Ma mère avait un trouble bipolaire, ce n'était ni catastrophique, ni traumatisant pour nous. Au fil des années, Teresa et moi avions appris à nous en accommoder. Selon ses humeurs et ses épisodes, nous étions plus ou moins livrées à nous-mêmes. Il arrivait que ma mère n'ait pas la force de sortir de son lit, il fallait qu'on prépare nos repas, qu'on lave notre ligne, qu'on fasse les courses. A contrario, dans une phase maniaque, on faisait plein de trucs. Elle nous emmenait en week-end ou dans un restaurant étoilé, elle nous couvrait de cadeaux et de bisous, ou nous envoyait en vacances chez nos grands-parents et disparaissait pendant une semaine. Petite, je m'en souviens, j'attendais avec impatience ces moments. En grandissant, j'ai compris à quel point ils étaient destructeurs.

Ne vous y trompez pas, la plupart du temps, maman était comme les autres mères : elle nous engueulait quand on ramenait des mauvaises notes et pestait si on oubliait de mettre le poulet à décongeler. Depuis qu'elle prenait un traitement, les épisodes étaient plus espacés et moins intenses, mais ce n'était pas une pilule magique. Si Teresa et moi surveillions de près les humeurs et le comportement de notre mère, ce n'était pas une chape de plomb au-dessus de nos têtes. C'était sa maladie, on vivait avec, elle ne nous empêchait pas d'être heureuses toutes les trois.

─ On va la voir avant de partir ? a proposé Teresa.

L'idée m'a plu. Toutes les deux en pyjama, on s'est glissé dans la chambre de maman. La pièce sentait la transpiration et la bougie parfumée à la cannelle. L'odeur traînait depuis plusieurs jours, elle n'avait pas aérée, elle n'avait peut-être même pas ouvert les volets du week-end.
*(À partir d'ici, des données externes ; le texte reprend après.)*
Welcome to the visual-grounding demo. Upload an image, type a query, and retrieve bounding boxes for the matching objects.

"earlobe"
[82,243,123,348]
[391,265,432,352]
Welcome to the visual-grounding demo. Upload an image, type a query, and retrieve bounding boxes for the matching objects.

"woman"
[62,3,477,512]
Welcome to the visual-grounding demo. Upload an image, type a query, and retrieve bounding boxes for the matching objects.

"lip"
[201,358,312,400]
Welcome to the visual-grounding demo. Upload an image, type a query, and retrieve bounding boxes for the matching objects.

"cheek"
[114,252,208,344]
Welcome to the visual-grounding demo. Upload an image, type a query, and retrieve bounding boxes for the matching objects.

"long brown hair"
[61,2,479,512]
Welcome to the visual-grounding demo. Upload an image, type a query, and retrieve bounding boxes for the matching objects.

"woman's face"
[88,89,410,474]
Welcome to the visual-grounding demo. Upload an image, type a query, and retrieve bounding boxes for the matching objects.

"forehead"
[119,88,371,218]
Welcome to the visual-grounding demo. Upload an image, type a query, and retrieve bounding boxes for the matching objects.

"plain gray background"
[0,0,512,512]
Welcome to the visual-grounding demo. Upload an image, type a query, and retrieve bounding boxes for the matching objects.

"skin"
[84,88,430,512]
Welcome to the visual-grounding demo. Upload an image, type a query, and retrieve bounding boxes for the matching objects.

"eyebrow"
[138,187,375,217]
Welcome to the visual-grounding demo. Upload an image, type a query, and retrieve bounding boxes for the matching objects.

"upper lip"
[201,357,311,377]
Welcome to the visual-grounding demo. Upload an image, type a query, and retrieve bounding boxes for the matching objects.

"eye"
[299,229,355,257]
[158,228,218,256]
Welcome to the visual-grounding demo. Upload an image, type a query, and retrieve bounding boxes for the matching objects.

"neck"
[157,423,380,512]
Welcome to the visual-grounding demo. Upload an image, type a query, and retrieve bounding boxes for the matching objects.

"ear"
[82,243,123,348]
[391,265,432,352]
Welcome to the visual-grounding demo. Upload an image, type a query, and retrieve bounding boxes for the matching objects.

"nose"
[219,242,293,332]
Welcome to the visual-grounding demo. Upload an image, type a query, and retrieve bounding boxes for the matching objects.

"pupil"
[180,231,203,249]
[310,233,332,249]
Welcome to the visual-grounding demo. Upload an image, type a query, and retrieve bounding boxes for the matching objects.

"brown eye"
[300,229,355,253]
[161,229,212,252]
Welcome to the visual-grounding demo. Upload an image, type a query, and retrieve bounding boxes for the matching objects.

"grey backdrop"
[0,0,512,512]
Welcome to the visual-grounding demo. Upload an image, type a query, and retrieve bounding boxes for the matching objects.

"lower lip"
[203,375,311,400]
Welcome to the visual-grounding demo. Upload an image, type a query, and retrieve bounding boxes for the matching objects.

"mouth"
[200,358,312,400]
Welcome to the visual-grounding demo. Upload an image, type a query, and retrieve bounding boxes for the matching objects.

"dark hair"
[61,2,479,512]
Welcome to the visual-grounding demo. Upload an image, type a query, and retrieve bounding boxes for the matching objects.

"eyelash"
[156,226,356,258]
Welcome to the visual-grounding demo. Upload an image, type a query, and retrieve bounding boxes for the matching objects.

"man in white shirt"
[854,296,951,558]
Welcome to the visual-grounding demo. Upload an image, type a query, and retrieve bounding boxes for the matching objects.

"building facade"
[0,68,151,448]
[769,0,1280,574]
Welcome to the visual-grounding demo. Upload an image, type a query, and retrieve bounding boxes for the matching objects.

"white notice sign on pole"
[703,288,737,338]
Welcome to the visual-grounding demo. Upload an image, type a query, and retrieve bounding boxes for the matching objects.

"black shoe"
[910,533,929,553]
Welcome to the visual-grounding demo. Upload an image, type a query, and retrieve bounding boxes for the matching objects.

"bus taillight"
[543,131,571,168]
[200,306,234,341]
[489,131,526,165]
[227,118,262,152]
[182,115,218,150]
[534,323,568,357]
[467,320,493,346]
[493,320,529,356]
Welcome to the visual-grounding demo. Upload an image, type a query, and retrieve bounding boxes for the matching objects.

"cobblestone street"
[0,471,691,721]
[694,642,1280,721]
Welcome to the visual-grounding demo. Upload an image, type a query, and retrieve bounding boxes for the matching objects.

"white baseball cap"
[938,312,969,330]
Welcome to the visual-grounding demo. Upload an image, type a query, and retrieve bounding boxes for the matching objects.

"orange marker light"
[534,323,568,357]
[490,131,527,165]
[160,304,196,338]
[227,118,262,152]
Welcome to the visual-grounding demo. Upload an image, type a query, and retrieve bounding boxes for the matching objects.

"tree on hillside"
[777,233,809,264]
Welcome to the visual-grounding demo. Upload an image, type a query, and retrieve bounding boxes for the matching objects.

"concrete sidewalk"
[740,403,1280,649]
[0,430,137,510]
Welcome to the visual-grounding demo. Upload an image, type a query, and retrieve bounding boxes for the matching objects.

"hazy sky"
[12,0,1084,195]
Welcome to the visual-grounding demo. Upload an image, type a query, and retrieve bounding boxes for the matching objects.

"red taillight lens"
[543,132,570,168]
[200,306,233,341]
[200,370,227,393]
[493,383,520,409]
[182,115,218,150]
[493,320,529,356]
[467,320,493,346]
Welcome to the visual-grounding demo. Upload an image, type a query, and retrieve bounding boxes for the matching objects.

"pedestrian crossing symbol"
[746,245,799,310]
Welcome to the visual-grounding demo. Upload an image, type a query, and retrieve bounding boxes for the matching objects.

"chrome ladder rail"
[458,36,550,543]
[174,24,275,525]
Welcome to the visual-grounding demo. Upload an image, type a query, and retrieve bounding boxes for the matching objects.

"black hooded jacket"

Sans un bruit, Teresa et moi avons escaladé le lit et nous sommes allongés aux côtés de maman, elle s'est retrouvée en sandwich entre nous deux. Notre présence l'a réveillée, sa respiration s'est emballée.

─ Coucou les filles, a-t-elle murmuré. Vous avez passé un bon week-end ?

Même aux moments les plus bas de sa maladie, maman s'assurait toujours de notre bien-être.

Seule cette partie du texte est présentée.